(Gita all’isola di S.Lazzaro degli Armeni con la Pro Loco di Ponte e Bovolenta, il 7/07/’19)
Oggi è un paese piccolo l’Armenia e poco conosciuto, trentamila km quadrati, poco più di una nostra regione, con tre milioni di abitanti in tutto, stretto a tenaglia tra due colossi come la Turchia e la Russia. Ma un tempo, sotto la guida del re Tigrane, aveva dato del filo da torcere pure ai Romani e il suo impero si estendeva su tre mari, dal Caspio al mar Nero al Mediterraneo.
Tre anni fa ho avuto l’occasione di visitare questo poverissimo paese, in gran parte montuoso, partendo in pullman da Tbilisi, capitale della Georgia, attraverso montagne impervie e strade disastrate, per arrivare alla sua capitale Erevan a quota mille metri. Decine di monasteri arroccati sulle alture custodiscono un paesaggio aspro, dalle rocce rossastre, in parte abbandonato a se stesso. Rari i mezzi di trasporto pubblici, poche le auto e solo di grossa cilindrata, nessuna moto, introvabili le biciclette che non si usano affatto, non so perché. Si dice che il suo popolo discenda dai figli di Noè e che sul monte Ararat, alto più di cinquemila metri, sia approdata la sua arca, ma nulla di preciso si sa né degli uni né dell’altra, di certo vi è solo che il monte sacro del paese è finito in mani turche, con installazioni militari ovunque ed un confine sigillato al millimetro. Solo per i turisti i venditori di colombe le fanno volare in cielo per un breve tratto per poi farle tornare al loro posatoio.

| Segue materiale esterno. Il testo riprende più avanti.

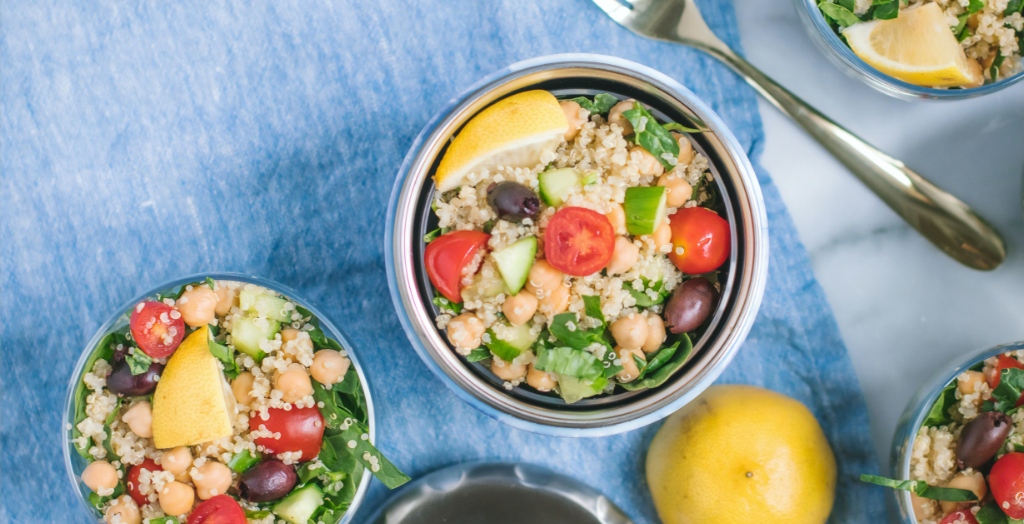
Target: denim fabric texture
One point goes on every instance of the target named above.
(146, 140)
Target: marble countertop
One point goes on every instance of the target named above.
(905, 310)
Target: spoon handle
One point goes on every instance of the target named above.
(940, 217)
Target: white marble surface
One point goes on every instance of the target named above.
(904, 309)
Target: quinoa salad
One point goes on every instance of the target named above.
(967, 461)
(222, 402)
(589, 269)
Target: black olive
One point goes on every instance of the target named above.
(513, 202)
(121, 380)
(690, 305)
(268, 480)
(981, 439)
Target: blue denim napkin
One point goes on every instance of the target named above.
(146, 140)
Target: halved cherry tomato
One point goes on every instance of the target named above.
(448, 257)
(963, 517)
(1007, 483)
(579, 242)
(301, 430)
(704, 236)
(218, 510)
(155, 330)
(133, 474)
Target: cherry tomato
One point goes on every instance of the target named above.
(218, 510)
(301, 430)
(448, 257)
(579, 242)
(133, 474)
(963, 517)
(704, 236)
(155, 330)
(1007, 483)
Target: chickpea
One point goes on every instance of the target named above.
(520, 307)
(226, 299)
(969, 381)
(571, 110)
(465, 331)
(686, 153)
(507, 370)
(329, 366)
(556, 302)
(126, 509)
(615, 116)
(214, 479)
(617, 218)
(198, 306)
(541, 381)
(624, 257)
(973, 482)
(648, 165)
(242, 387)
(655, 334)
(176, 461)
(176, 498)
(100, 476)
(679, 190)
(630, 370)
(630, 331)
(294, 383)
(543, 276)
(139, 419)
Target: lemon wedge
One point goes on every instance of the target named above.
(189, 405)
(918, 47)
(513, 132)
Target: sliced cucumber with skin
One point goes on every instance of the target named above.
(246, 336)
(514, 262)
(645, 209)
(509, 349)
(300, 505)
(555, 183)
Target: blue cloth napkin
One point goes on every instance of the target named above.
(146, 140)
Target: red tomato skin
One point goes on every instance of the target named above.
(962, 517)
(218, 510)
(579, 242)
(133, 474)
(448, 255)
(705, 237)
(1007, 484)
(150, 337)
(301, 430)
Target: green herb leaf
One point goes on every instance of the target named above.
(923, 489)
(651, 136)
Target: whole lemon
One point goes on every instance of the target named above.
(739, 454)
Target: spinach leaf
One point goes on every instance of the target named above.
(666, 369)
(651, 136)
(923, 489)
(939, 415)
(841, 14)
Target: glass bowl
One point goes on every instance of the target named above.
(914, 415)
(849, 62)
(75, 464)
(409, 218)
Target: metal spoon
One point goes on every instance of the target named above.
(940, 217)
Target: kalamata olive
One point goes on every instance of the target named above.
(981, 438)
(268, 480)
(690, 305)
(513, 202)
(121, 380)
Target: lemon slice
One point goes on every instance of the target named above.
(918, 47)
(513, 132)
(189, 405)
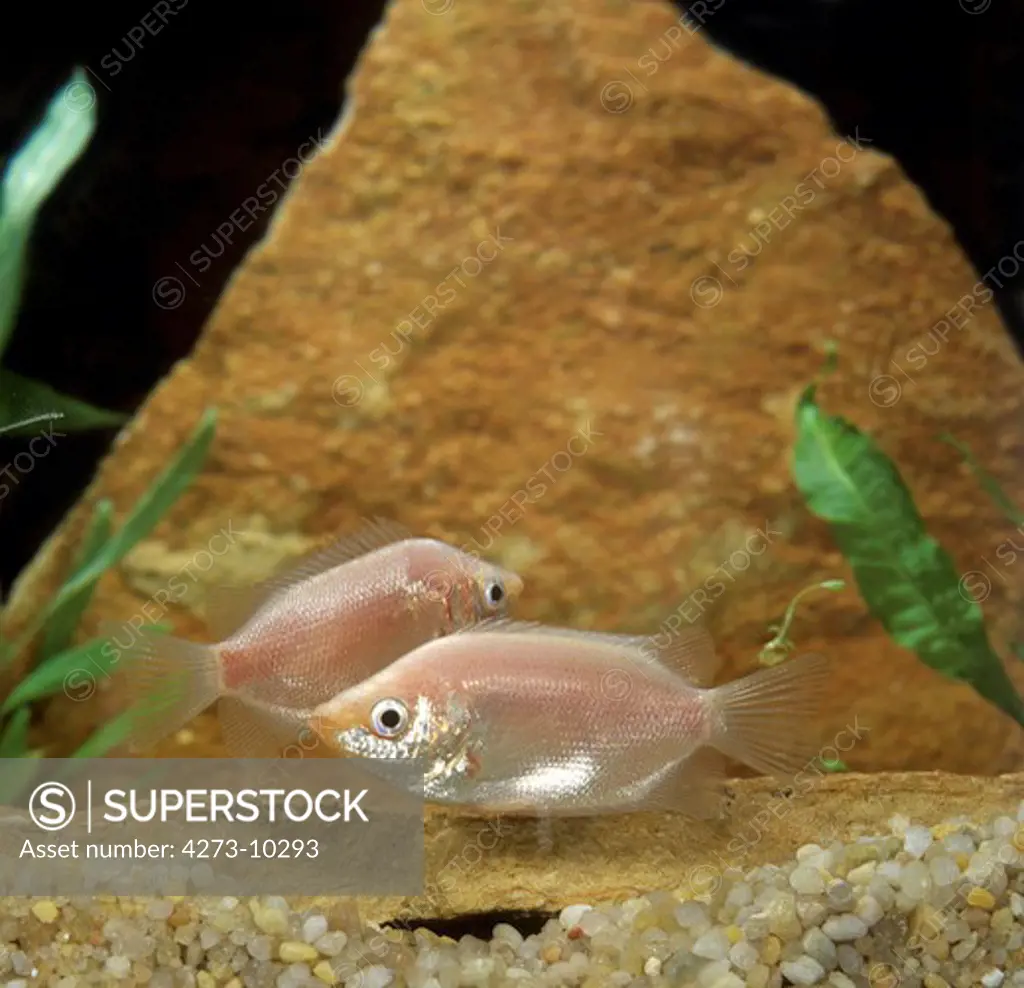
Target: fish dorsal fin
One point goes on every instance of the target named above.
(688, 652)
(229, 607)
(512, 626)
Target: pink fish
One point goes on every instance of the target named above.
(524, 719)
(327, 621)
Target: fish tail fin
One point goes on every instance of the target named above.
(765, 720)
(167, 681)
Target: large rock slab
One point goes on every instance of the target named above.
(496, 865)
(552, 292)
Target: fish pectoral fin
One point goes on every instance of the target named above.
(252, 730)
(694, 786)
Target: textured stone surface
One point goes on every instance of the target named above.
(520, 233)
(477, 865)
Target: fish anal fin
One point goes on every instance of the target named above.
(688, 652)
(694, 786)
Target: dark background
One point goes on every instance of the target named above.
(195, 115)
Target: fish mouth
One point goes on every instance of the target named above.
(513, 584)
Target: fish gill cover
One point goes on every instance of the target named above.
(907, 580)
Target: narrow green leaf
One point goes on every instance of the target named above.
(16, 775)
(987, 481)
(60, 627)
(109, 736)
(24, 400)
(14, 740)
(89, 660)
(907, 580)
(32, 174)
(143, 518)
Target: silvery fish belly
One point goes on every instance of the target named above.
(516, 718)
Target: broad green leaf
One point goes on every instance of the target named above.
(988, 482)
(60, 627)
(89, 660)
(24, 400)
(14, 740)
(907, 580)
(147, 512)
(32, 174)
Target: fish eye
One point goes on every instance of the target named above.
(494, 593)
(389, 718)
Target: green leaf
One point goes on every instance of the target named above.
(147, 512)
(109, 736)
(91, 660)
(14, 740)
(907, 580)
(32, 174)
(16, 774)
(60, 628)
(24, 400)
(988, 482)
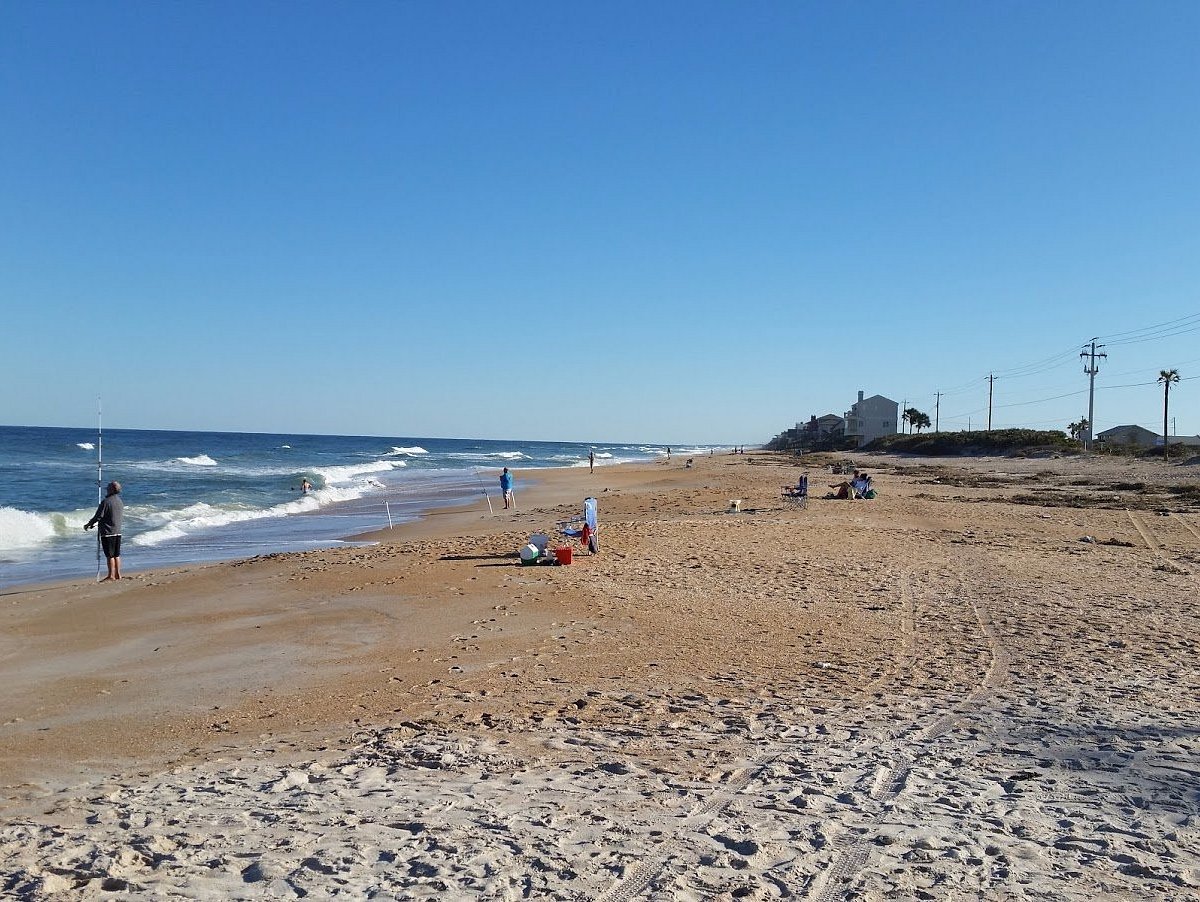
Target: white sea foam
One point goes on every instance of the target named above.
(345, 474)
(25, 529)
(184, 522)
(198, 461)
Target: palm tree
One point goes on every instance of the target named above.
(1167, 377)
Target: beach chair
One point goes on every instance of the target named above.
(798, 495)
(585, 528)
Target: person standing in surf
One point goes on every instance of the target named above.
(507, 487)
(108, 516)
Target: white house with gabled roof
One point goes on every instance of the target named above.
(868, 419)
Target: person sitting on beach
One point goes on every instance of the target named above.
(801, 489)
(861, 486)
(857, 486)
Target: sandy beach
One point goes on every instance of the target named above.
(983, 684)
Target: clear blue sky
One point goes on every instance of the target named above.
(664, 222)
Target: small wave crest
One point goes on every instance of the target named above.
(198, 461)
(22, 530)
(331, 475)
(337, 483)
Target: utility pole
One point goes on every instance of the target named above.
(1090, 370)
(991, 382)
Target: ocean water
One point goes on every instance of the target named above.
(216, 495)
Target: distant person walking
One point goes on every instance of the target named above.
(108, 516)
(507, 488)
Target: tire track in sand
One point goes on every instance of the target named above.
(833, 884)
(631, 884)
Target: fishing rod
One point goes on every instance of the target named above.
(484, 489)
(100, 474)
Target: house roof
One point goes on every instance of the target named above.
(1131, 427)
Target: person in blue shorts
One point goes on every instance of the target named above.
(507, 487)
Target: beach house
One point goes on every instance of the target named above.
(868, 419)
(1131, 436)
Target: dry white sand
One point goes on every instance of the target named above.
(942, 693)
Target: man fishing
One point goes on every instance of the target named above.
(108, 517)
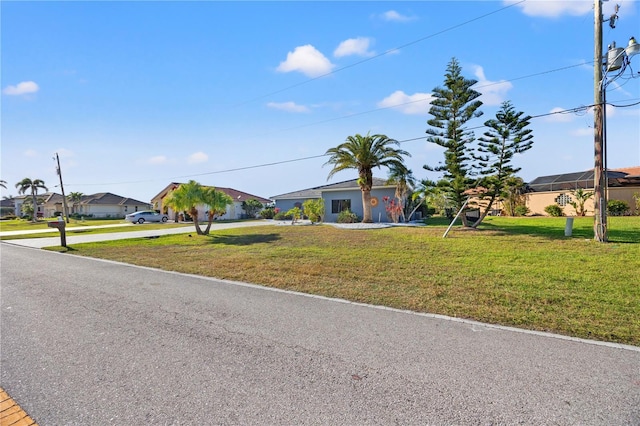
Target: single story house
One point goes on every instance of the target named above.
(340, 196)
(556, 189)
(100, 205)
(234, 211)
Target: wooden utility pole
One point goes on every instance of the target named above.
(64, 197)
(599, 171)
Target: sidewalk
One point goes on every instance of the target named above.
(141, 233)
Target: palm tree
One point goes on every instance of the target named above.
(75, 198)
(364, 153)
(32, 186)
(186, 198)
(217, 202)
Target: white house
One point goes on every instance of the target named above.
(234, 211)
(341, 196)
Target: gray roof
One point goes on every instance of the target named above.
(317, 191)
(584, 180)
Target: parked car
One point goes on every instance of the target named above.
(146, 216)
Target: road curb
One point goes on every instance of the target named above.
(11, 414)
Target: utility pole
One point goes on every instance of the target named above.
(599, 171)
(64, 197)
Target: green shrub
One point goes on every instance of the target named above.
(347, 216)
(554, 210)
(617, 207)
(314, 209)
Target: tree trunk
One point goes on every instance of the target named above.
(206, 230)
(194, 216)
(366, 206)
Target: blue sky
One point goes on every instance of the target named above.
(250, 95)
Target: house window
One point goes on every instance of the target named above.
(563, 200)
(338, 206)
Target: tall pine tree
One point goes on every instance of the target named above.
(454, 105)
(507, 135)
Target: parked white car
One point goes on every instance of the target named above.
(146, 216)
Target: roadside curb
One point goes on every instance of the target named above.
(11, 414)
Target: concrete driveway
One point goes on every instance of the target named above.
(140, 232)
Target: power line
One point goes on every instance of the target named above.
(294, 160)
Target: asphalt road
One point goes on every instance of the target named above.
(91, 342)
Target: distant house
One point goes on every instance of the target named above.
(556, 189)
(340, 196)
(234, 211)
(101, 205)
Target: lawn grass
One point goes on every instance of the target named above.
(519, 272)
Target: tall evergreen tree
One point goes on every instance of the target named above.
(507, 135)
(454, 105)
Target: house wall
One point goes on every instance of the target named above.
(378, 213)
(234, 211)
(537, 201)
(286, 205)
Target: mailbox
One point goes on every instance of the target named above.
(59, 225)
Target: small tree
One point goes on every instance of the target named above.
(32, 186)
(314, 209)
(507, 136)
(186, 198)
(364, 153)
(216, 202)
(617, 207)
(514, 196)
(581, 197)
(295, 214)
(554, 210)
(75, 198)
(252, 207)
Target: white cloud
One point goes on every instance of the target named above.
(493, 92)
(394, 16)
(158, 159)
(22, 88)
(307, 60)
(197, 157)
(288, 106)
(354, 46)
(553, 9)
(416, 104)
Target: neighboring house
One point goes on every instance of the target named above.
(101, 205)
(107, 205)
(556, 189)
(7, 206)
(234, 211)
(48, 204)
(340, 196)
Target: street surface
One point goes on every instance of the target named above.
(91, 342)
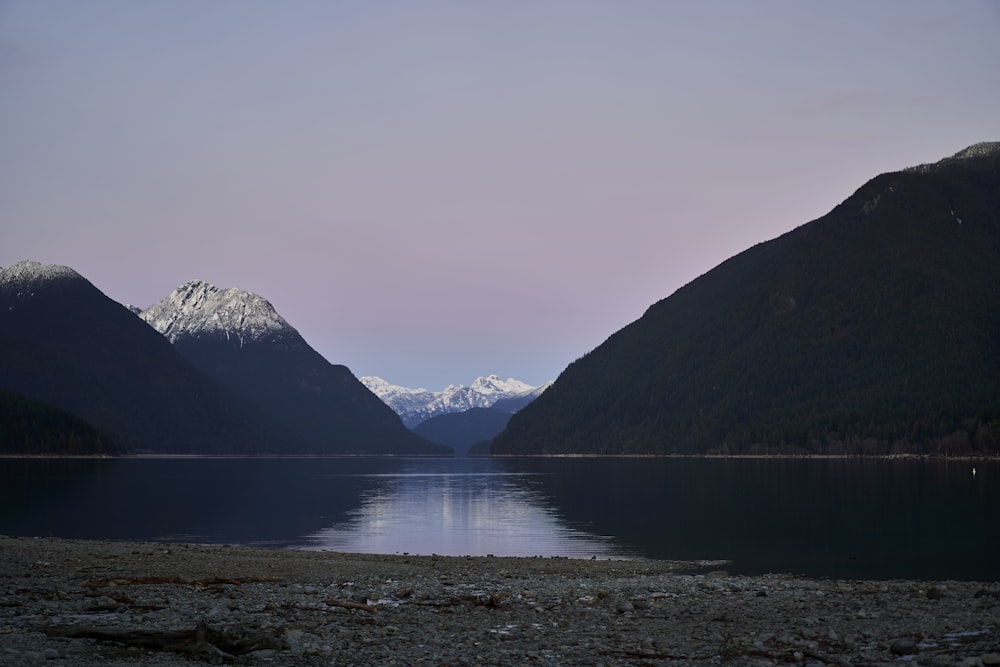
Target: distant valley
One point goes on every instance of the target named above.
(463, 418)
(204, 371)
(872, 330)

Noi Italiani conosciamo molto poco degli Armeni e qualcosa solo attraverso il famoso cantante armeno-francese Charles Aznavour (Aznavourian) mentre i Padovani conoscono la famiglia degli Arslan (Arslanian), già medici del nostro ospedale. La figlia Antonia, scrittrice, ha commosso tutti col suo libro intitolato “La fattoria delle allodole” dove racconta del genocidio di questo popolo da parte dei GiovaniTurchi al potere nel 1915. L’Europa, allora, era travolta dalla prima guerra mondiale e nessuno ebbe il coraggio o la forza di denunciare le stragi e le deportazioni in massa dove persero la vita oltre un milione di Armeni, vera prova generale per lo sterminio degli Ebrei nella seconda guerra mondiale.
Le relazioni con Venezia, invece, sono state tutte un’altra storia e risalgono al tempo dei floridi commerci della Serenissima con l’Oriente, talmente stretti che ancora oggi chiamiamo “armellini” le albicocche che provenivano da quel paese. E non stupisce che Goldoni, nella commedia “La famiglia dell’antiquario”, inserisca proprio un finto mercante armeno di anticaglie nella figura di Arlecchino che vuole abbindolare il suo padrone. Rapporti che nel 1716 portarono il Senato della Repubblica a donare l’isola abbandonata di S. Lazzaro all’abate Mechitar in fuga dai Turchi con alcuni suoi monaci. E ancor oggi visitiamo con rinnovato stupore questo lembo di terra armena in piena laguna veneta con la sua bella chiesa, il chiostro ed il preziosissimo museo fondato per custodire gelosamente le ultime testimonianze di libri e manoscritti antichi scampati allo scempio delle persecuzioni.
Pochi sanno che nel 1907 un giovane anarchico georgiano inseguito dalla polizia zarista trovò rifugio proprio nel convento armeno di S. Lazzaro dove, sotto falso nome, si adattò a fare il sacrestano per alcuni mesi. Si chiamava Giuseppe e per i suoi occhi azzurri di ghiaccio gli amici veneti lo avevano battezzato “Bepi del giasso”. Poi, siccome non voleva sottostare alle regole canoniche nel suonare le campane a dovere, l’abate lo licenziò e lui riparò in Svizzera dove conobbe il compatriota rivoluzionario Lenin. Qui si fece chiamare Stalin e divenne in seguito quel dittatore che tutti sappiamo. Misteri della storia.